Catalogue de la Librairie Henri Saffroy, n° 73, mars 1971, lot 7033--De la bibliothèque Georges Pompidou.

Literature

lettre reproduite dans Baudelaire, Correspondance, I, Pléiade, p. 9 et mentionnée par Claude Pichois et Jean Ziegler, Baudelaire, p. 100-104.

Catalogue Note

Arrivé à Lyon le 7 décembre 1831 après la révolte des canuts, Aupick est nommé chef d'état-major de la 7e division militaire et servit sous les ordres du duc d'Orléans. En janvier 1832, il fit venir sa femme et son beau-fils Charles. Le jeune garçon est alors placé en pension chez M. et Mme Delorme. Il passe de la septième parisienne (où il ne suivit qu'un trimestre) directement en sixième. Dans cette lettre datée de septembre comme l'atteste le cachet postal - et non pas de décembre  - Charles reconnait que sa sixième "a été bien ébauchée", c'est à dire imparfaitre et incomplète d'après Pichois. Il attend la cinquième avec impatience. Le 15 octobre 1832, Charles est enfin admis en cinquième au Collège royal de Lyon. Le coteau que Charles évoque avec enthousiasme désigne la colline de Saint-Just.
Alphonse Baudelaire (1805-1862), demi-frère de Charles (1821-1867), était le fils du premier mariage de son père François Baudelaire avec Jeanne-Justine-Rosalie Janin. Il avait seize ans de plus que Baudelaire et ne vécut pas très longtemps avec lui au foyer paternel. Il fit des études de droit et devint avocat à la Cour de Paris en 1825. Puis il fut nommé en 1832 juge suppléant au Tribunal de Fontainebleau et fit toute sa carrière dans cette ville.
Cette lettre est la huitième connue de Charles Baudelaire.

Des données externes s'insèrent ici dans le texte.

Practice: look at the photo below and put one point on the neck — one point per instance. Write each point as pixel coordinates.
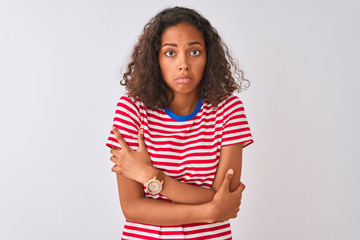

Elle a appartenu à Georges Pompidou qui plaçait Baudelaire au sommet de la poésie française : "Que tout paraît pâle à côté de leur contemporain, Baudelaire. Ce n'est jamais sans émotion qu'il m'arrive de regarder ce petit volume à couverture jaunâtre, paru en 1857 et qui s'intitule Les Fleurs du mal. Là est, de toute poésie, ce qui me touche le plus. L'angoisse devant la vie et devant la mort, le sentiment de la faute et celui de la révolte, la poésie de la vie moderne et celle de l'évasion trouvent chez Baudelaire leur expression la plus émouvante. A vrai dire, il est impossible de résumer en quelques mots une oeuvre où il y a tout" (Anthologie de la poésie française).